Re: Qemu pause-before-switchover and libvirt live migration

21 Oct 2025

      On Mon, Oct 20, 2025 at 08:52:18 +0000, Rogério Vinhal Nunes wrote:
...
...
On 20 Oct 2025, at 09:36, Peter Krempa <pkrempa@redhat.com> wrote:
On Fri, Oct 17, 2025 at 13:47:54 +0000, Rogério Vinhal Nunes wrote:
...
...
On 17 Oct 2025, at 12:59, Peter Krempa <pkrempa@redhat.com> wrote:
...
...
On Thu, Oct 16, 2025 at 18:47:36 +0000, Rogério Vinhal Nunes wrote:
[...]
...
...
So with NBD/NFS and others it works in a way where both the source and
destination open the storage itself. QEMU internally ensures that it
hands over the state cleanly and doesn't write from the source after
handover.
Can't your storage do that? That way you could do the setup before
migration on the destination and tear-down after migration on source,
thus eliminating the extra unbounded latency at switchover?
The problem is that the way it's currently designed it relies on
cached writes that can be propagated after the domain starts on the
destination, so we need the hook to, at least, flush the source before
the destination becomes rw.
So qemu internally uses posix_fadvise(POSIX_FADV_DONTNEED) (see qemu
commit dd577a26ff03b6829721b1ffbbf9e7c411b72378) to drop caches before
migration to specifically support migration with caching enabled. Won't
that work for your storage?

Alternatively the usual approach before that and in many cases the still
suggested option is to bypass caching on the host side e.g. by using
cache='none' for the disks.

Would either of the above work? Or is the cache inherent to the storage?
...
...
...
...
...
An alternative could be to have an option to wait for a resume
operation to progress as a client-defined migration flag exposing
the pre-switchover state. This way maybe we could work it as a
client feature rather than a hook?
Once again specifying what you actually want to do would be helpful.
E.g. I can suggest that you can migrate the VM as paused, which
ensures that once the migration completes it will not continue
execution on the destination, which could give you the chance for
additional synchronisation.
For us it's important to have the least amount of interruption as
possible, so we're very keen on a live migration here.
That's the reason I think a synchronous hook, which will block the
migration from switching over while the hook is executing, is not a
great idea.
The hook is supposed to take order of ms whilst the migration of the
memory is supposed to take many seconds. I believe that pausing the
domain will be worse in manners of interruption. WRT to migrations
that don't rely on it, we could add a migration flag that enables
this.
The hook, as it happens on a critical path would need some form of
positive action from the user/management app when it is about to be used
so that we can avoid calling it for VMs which don't need it.

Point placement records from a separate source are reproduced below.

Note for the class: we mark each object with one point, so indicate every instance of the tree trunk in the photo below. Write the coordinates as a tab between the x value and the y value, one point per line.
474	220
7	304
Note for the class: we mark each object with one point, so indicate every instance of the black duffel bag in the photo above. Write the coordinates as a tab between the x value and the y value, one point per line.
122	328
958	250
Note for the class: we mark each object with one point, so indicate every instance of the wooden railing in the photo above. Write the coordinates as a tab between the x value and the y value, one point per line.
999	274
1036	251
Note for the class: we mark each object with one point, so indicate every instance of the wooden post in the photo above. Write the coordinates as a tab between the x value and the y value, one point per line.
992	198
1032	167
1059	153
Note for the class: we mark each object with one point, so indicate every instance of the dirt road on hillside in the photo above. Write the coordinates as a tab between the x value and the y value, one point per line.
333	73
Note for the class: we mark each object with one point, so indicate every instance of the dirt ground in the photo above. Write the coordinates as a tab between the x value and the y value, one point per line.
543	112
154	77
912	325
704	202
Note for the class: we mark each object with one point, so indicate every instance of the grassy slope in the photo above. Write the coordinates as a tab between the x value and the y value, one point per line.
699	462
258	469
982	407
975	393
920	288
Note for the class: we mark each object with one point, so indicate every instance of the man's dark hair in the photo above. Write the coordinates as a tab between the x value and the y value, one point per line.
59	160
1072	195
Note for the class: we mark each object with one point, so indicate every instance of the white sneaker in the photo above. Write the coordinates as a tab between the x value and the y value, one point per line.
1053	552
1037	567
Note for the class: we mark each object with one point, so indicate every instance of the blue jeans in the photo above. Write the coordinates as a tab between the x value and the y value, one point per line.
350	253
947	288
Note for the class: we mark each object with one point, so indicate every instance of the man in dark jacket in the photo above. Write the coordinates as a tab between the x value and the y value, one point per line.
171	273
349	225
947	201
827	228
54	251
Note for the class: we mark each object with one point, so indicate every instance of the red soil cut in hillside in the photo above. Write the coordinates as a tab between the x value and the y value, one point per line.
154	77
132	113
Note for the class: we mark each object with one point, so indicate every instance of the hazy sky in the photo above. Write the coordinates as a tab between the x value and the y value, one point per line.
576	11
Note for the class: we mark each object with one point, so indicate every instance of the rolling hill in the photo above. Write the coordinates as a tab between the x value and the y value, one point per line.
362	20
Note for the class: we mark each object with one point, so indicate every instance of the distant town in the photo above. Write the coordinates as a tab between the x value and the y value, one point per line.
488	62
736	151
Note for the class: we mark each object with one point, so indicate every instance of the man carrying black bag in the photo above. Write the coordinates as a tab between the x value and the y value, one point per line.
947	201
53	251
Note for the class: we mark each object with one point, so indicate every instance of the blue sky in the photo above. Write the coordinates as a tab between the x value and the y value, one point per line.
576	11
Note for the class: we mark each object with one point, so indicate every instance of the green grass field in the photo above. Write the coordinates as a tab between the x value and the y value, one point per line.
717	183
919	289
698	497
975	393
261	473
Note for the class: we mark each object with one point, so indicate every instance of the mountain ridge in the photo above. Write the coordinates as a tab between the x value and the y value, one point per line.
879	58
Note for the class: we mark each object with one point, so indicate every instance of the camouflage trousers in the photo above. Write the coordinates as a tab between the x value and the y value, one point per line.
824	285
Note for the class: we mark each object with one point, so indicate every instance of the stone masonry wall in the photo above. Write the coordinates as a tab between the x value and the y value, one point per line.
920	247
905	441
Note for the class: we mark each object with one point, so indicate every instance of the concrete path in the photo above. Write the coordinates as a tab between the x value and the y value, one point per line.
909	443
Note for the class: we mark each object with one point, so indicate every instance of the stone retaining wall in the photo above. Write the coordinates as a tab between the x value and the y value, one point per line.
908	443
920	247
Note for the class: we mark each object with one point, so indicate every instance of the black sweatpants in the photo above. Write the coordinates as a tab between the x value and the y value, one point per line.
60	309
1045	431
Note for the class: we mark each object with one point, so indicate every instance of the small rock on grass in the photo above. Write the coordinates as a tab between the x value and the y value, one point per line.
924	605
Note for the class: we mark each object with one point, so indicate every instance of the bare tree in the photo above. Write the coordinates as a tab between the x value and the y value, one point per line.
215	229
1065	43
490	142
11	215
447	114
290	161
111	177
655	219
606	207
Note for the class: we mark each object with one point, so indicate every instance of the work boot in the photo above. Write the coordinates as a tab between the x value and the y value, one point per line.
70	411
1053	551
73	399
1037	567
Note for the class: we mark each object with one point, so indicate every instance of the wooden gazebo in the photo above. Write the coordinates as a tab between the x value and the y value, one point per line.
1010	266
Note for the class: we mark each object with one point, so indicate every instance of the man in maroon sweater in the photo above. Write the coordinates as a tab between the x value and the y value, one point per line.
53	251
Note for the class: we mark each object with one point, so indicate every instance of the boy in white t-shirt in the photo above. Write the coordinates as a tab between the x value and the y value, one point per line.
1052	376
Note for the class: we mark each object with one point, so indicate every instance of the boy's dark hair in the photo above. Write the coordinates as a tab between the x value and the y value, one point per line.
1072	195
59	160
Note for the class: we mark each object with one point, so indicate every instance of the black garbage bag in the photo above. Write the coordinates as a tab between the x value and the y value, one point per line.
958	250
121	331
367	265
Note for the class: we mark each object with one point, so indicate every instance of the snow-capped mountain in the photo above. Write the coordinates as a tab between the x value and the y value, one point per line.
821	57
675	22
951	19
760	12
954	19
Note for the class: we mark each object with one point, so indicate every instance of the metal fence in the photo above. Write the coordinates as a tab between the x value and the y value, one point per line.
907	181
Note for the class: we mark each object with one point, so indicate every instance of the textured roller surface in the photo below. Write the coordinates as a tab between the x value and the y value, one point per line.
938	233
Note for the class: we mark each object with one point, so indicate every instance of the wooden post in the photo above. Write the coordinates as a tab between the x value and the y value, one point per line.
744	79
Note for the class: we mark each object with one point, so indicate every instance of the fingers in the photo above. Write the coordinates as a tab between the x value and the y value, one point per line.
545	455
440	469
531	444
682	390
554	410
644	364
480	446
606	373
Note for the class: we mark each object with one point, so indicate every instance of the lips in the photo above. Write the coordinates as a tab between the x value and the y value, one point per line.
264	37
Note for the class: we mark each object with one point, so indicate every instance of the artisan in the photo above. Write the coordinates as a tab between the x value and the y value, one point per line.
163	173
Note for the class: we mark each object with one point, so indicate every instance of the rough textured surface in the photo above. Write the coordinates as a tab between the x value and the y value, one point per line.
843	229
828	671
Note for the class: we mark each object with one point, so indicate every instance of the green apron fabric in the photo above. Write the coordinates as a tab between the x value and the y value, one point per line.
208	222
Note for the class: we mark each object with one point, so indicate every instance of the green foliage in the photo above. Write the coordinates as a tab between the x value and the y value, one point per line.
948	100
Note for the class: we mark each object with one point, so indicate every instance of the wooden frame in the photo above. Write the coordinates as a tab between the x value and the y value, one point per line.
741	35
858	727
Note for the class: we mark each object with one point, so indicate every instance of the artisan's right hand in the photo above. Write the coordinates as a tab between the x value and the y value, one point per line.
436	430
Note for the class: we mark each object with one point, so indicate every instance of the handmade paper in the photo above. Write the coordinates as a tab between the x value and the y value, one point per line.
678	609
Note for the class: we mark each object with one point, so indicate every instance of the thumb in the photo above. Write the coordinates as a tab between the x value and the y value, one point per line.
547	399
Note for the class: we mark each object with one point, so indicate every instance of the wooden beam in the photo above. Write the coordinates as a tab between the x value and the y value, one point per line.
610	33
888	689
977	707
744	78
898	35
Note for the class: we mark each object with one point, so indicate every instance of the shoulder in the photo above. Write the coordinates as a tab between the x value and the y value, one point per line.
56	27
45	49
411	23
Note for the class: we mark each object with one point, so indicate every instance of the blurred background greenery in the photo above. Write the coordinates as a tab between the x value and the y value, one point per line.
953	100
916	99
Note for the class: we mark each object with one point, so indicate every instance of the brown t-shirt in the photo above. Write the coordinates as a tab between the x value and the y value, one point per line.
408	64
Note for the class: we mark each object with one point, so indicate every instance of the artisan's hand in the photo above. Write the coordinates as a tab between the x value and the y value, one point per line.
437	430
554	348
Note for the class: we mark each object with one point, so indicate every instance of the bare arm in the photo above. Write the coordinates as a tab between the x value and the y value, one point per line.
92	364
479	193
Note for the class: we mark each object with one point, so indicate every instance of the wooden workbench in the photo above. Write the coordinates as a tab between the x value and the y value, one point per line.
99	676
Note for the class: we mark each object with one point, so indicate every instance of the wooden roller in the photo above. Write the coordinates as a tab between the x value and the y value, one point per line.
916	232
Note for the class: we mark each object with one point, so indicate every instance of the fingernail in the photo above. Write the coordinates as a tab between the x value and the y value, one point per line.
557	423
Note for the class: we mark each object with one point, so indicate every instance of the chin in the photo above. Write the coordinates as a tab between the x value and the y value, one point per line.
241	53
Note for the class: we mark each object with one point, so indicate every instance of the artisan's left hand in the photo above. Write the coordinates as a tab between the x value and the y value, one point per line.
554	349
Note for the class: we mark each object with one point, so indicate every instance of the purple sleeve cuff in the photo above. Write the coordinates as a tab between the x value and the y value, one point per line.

A flag would likely work, but I was thinking of actually doing two
hooks.

The first one would be called in one of the preparation steps. The
return value for that hook would be used as an indication that the
switchover hook should be invoked. This way the hook can exist purely in
hook form, and thus not require changes to the applications using said
deployment.

If nothing of what I've suggested aleviates your need for the hook, feel
free to contriubute it.

In the code, hooks are invoked via virHookCall(). You'll have to find
the appropriate places where to place them. 'docs/hooks.rst' documents
the user-facing side of the hook, so your new actions will need to be
added.

Feel free to post another thread if you have any further questions about
the design.

Our contributor guidelines are at https://www.libvirt.org/hacking.html
including AI policy (emphasized due to your email address).